Sore ini sepulang sekolah aku akan menemui Devi dan menceritakan semua kejadian kemarin malam. Dan aku berencana esok harinya akan mengajak Devi menemui Alan dan meminta penjelasan.
***
Esok hari sepulang sekolah aku berjalan menyusuri jalan kompleks Anggur  menuju rumah Devi.
“Devi... (Tok..tok..tok)”. Suaraku memanggil Devi.
“Iyaa...”. Terdengar suara dari dalam.
“Ehh non Elisa, cari non Devi yaa?non Devinya lagi keluar sama bundanya,katanya ke rumah sakit”. Kata pembantu Devi.
“Owg,ke rumah sakit bi?? Yaa udah bi bilang sama Devi aku tadi kesini Ya? Jawabku.
Aku memutuskan untuk kembali kerumah. Dan memilih berada dikamar menyendiri dan membiarkan angan-angan pemikiran tentang Alan berkecambuk dibenakku. Aku kembali menangis memeluk teddy bear berwarna pink pemberian Alan. Hanya suara jam dinding yang menemani kegalauan memikirkan Alan. Alan yang selama 1 bulan menjadi penerang kini telah berubah menjadi bumerang.
***
Sore ini aku berencana menemui Devi dirumahnya,karena kata aliya teman sebangkunya, dia tidak ke sekolah sejak aku terakhir pulang sekolah hari sabtu dengannya. Handphonenya juga tak pernah aktif saat dihubungi, aku mulai khawatir kata aliya dia mengirim surat izin sakit beberapa hari. Aku  binggung kedua orang yang aku sayangi tiba-tiba menghilang dan menjauh dariku. Disaat aku butuh Devi untuk menenangkanku setelah berakhirnya hubunganku dengan Alan, sekarang dia juga menghilang entah kemana.
“Aku butuh kalian Devi,Alan!!!!”. Teriakku sendirian disebuah taman sepulang sekolah.
“Hari ini aku harus kerumah Devi,aku harus tahu dia kenapa,iya harus!”. Dalam hatiku.
Aku berlari tak peduli rintik-rintik hujan sore menerpaku dengan lepas. Aku harus menemui Devi, aku harus tahu Devi kenapa menghilang. Dia adalah penerangku disaat Alan pergi. Aku menyayangi Devi karena kita bersahabat sejak lama.

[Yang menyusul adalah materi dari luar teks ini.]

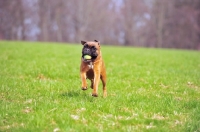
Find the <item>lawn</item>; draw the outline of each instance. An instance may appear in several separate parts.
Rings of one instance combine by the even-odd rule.
[[[101,46],[108,96],[81,90],[81,44],[0,41],[0,131],[200,131],[200,52]]]

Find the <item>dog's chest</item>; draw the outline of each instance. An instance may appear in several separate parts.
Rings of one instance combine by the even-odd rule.
[[[87,78],[88,79],[94,79],[94,71],[93,69],[89,69],[87,72],[86,72],[86,75],[87,75]]]
[[[89,64],[88,64],[88,67],[89,67],[89,69],[93,69],[93,64],[92,64],[92,62],[90,62]]]

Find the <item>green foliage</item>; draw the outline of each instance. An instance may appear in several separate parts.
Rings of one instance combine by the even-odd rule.
[[[81,49],[0,42],[0,131],[200,131],[199,52],[102,46],[108,97],[94,98]]]

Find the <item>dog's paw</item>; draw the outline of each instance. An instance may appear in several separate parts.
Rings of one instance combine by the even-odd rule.
[[[93,89],[93,85],[91,85],[90,88]]]
[[[97,93],[93,93],[92,96],[93,97],[98,97],[98,94]]]
[[[107,97],[107,92],[103,93],[103,97],[106,98]]]
[[[84,88],[84,87],[82,87],[81,89],[82,89],[82,90],[87,90],[87,87],[85,87],[85,88]]]

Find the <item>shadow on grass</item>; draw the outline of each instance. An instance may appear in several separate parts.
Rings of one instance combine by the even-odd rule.
[[[84,99],[85,101],[89,101],[89,102],[93,102],[98,99],[98,98],[92,97],[92,95],[90,96],[88,94],[88,92],[82,91],[82,90],[71,90],[71,91],[61,93],[60,95],[61,95],[61,97],[65,98],[65,99],[80,98],[80,99]]]
[[[61,96],[62,97],[66,97],[66,98],[71,98],[71,97],[73,97],[73,98],[74,97],[87,97],[88,96],[88,92],[87,92],[87,90],[83,91],[81,89],[80,90],[79,89],[69,90],[69,91],[66,91],[64,93],[61,93]]]
[[[80,91],[68,91],[68,92],[65,92],[65,93],[62,93],[61,96],[63,97],[78,97],[78,96],[81,96],[81,93]]]

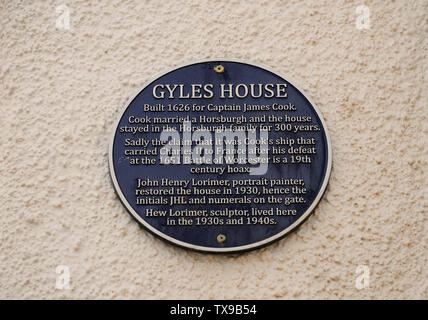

“Devi.. Devi”. Suaraku memanggilnya.
“Eeh nak Elisa”. Jawab mama Devi.
“Tante, Devi kenapa sudah 7 hari gak ke sekolah? Sakit apa?” Tanyaku.
“Devi.. Devi”. (Mama devi menangis).
“Lho! Tante kenapa? Devi kenapa tante?”. Tanyaku penasaran.
“Devi sekarang sudah pindah di Singapura bersama ayahnya nak Elisa,
Devi mengidap penyakit kanker kista dan dia harus berobat disana dan tante gak tahu kapan dia akan kembali disini bersama kita”. Jelas mama Devi Terisak-isak.
“Apa tante? Kanker kista ?Devi mengidap kanker kista?gak tahu kapan akan sembuh dan pulang ?kenapa dia jahat sama aku? kenapa gak pernah bilang sama aku?kenapa tiba-tiba dia pergi?”. (Menangis).
Aku pergi dan berlari tanpa sepatah katapun lagi meninggalkan mama devi yang menangis pilu diteras rumah. Aku berlari menerpa hujan sore itu, menuntut keadilan pada Tuhan kenapa harus orang-orang yang aku sayang? kenapa semuanya pergi meninggalkanku? kenapa harus Alan dan Devi? Mereka cahayaku mereka penerangku. Apa aku terlalu beruntung memiliki mereka hingga mereka satu persatu pergi meninggalkanku. Tuhan kembalikan mereka, atau kau kembalikan senyumku tanpa mereka???